Tra una nuvola e l’altra, insomma, il fumetto si mobilita per ottenere rispetto per chi merita dignità. Chi utilizza le nuvole parlanti per mettere alla berlina raffigurazioni fortemente discriminanti e sprezzanti è Giancarlo Berardi. In Ken Parker12, lo sceneggiatore genovese ci ha regalato alcune pagine esemplari a questo proposito. Parlando di Orion, il protagonista affetto da leggera sindrome di Down di “Quando muoiono i titani”13, il sapientone di turno lo addita snocciola la sua versione. Li chiamano mongoloidi, la loro età resta ferma all’età di cinque-sei anni, e non campano a lungo”.
Ken Parker non si tira indietra e propone la sua morale. “La gente se ne vergogna e li rifiuta solo perché sono diversi dagli altri. Ho letto di famiglie che li tengono nascosti, al buio…”. “Ja, chiaro! Stessa esperienza ti emigrante!…” rincara la dose nel suo “americano” zoppicante il tedesco emigrato, prima del gran finale. Ancora Martin: “Gli antichi greci erano più pietosi. Li gettavano da una rupe…”. Lungo Fucile ha però un’altra versione dei fatti. “Oggi si usano mezzi più civili. Basta ingnorarli, far finta che non esistano… anche questa è una specie di morte…”. Esclusi non si nasce, insomma, si diventa. Capito?

1. Per una trattazione più articolata del tema, si veda S. Gorla (a cura di) La maschera: le radici e le ali, e il mio “L’altra faccia della maschera.
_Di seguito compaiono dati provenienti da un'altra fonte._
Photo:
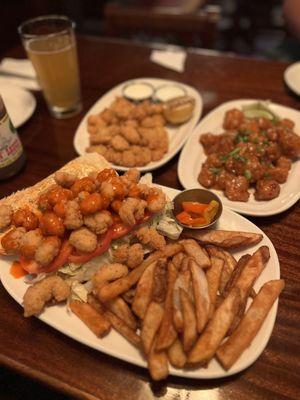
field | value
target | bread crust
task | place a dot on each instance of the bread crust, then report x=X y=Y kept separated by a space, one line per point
x=81 y=166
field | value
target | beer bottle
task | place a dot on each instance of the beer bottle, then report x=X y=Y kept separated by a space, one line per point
x=12 y=156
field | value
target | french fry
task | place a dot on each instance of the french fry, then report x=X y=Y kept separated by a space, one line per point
x=123 y=329
x=158 y=364
x=236 y=273
x=119 y=307
x=151 y=324
x=121 y=285
x=159 y=291
x=247 y=278
x=96 y=304
x=189 y=321
x=201 y=295
x=214 y=333
x=143 y=293
x=167 y=333
x=183 y=281
x=213 y=276
x=232 y=349
x=176 y=355
x=194 y=250
x=129 y=295
x=95 y=321
x=228 y=267
x=224 y=239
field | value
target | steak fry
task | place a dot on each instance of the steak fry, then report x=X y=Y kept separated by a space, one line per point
x=250 y=324
x=216 y=330
x=224 y=239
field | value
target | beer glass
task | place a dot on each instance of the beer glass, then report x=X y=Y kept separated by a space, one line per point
x=51 y=46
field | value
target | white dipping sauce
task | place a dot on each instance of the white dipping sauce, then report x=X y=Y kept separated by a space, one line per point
x=168 y=92
x=138 y=91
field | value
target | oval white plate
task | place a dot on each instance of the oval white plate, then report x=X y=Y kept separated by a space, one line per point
x=115 y=345
x=291 y=77
x=192 y=156
x=177 y=135
x=20 y=103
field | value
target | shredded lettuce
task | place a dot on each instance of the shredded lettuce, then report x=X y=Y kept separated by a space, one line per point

Una lettura a fumetti”, in Su la maschera, catalogo del XVII Mystfest, a cura di Paolo Fabbri e Mario Guaraldi, Milano 1996, Mondadori.
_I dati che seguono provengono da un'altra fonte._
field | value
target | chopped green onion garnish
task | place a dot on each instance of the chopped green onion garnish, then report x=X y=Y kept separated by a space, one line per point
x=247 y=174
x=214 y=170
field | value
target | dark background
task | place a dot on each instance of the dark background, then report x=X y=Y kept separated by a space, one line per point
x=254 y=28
2. X-Men, popolarissimo gruppo di super eroi creato da Stan Lee e Jack Kirby nel settembre 1963. La versione cinematografica dei mutanti, uscita nelle sale nel 2001, ha ottenuto un gran consenso di critica e di pubblico.
3. L. Cantarelli, “Supereroi e superproblemi”, in DiversAbili. Figli di una nuvola minore?, a cura di P. Guiducci e Stefano Gorla, Cartoon Club, Rimini 2002, pg. 47.
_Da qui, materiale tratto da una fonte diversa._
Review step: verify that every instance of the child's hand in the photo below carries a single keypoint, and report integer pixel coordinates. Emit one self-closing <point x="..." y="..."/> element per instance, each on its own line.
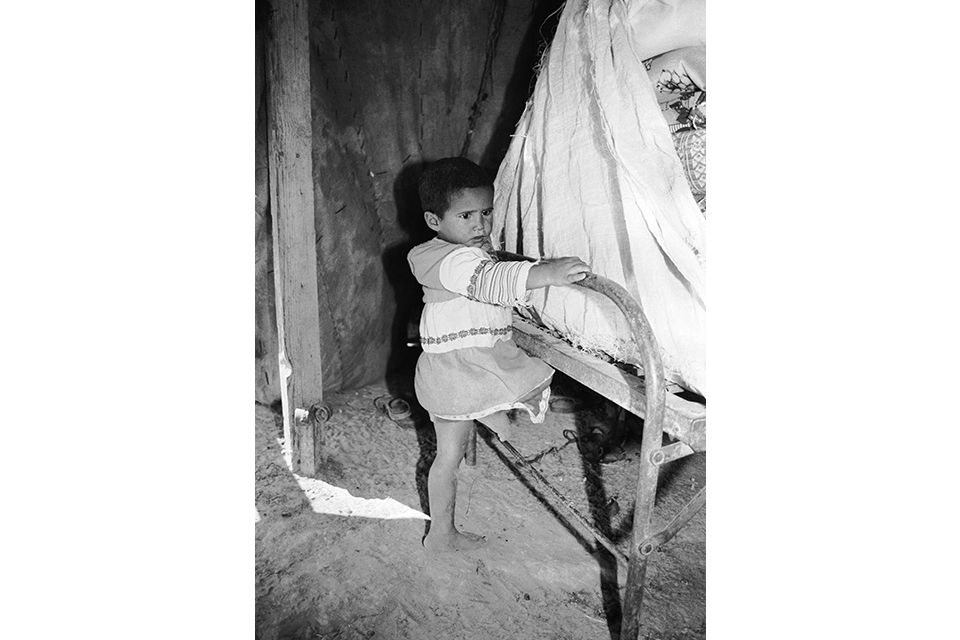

4. “Concrete, l’eroe della nuova era”, è la trasformazione sassosa (opera di alieni) di Ron Litgow, scrittore di discorsi per il senatore americano Mark Douglas. Inizialmente pubblicato in Italia dalla Phoenix, oggi è edito dalla Magic Press.
5. “Una nuova vita”, Concrete n. 4, gennaio 1997, Phoenix.
6. D. Pennac-J. Tardi, Gli esuberati, settembre 2000, Feltrinelli,
7. Alan Ford è il concentrato di umorismo grottesco creato dalla premiata ditta Magnus&Bunker. Narra le avventure di una sgangherata banda di improbabili investigatori del controspionaggio (gruppo Tnt), della quale il biondo Alan è il bello ma imbranato agente di spicco. Nato nel 1969, prosegue ancora le pubblicazioni in edicola.
8. D. Barzi, “Alan Ford: diverso da chi?”, in DiversAbili. Figli di una nuvola minore?, a cura di P. Guiducci e Stefano Gorla, Cartoon Club, Rimini 2002, pg. 65.
9. Detta anche la “rossa del diavolo”, Satanik è la risposta al femminile all’invasione nera del fumetto italiano anni Sessanta inaugurata da Diabolik e proseguita da Kriminal. La sua crudeltà appare determinata soprattutto dal proprio triste passato.
10. A. Palumbo, “Mister No”, in AA. VV., “Dossier Sclavi”, Dime Press n. 22, Glamour International Production, Firenze, giugno 1999.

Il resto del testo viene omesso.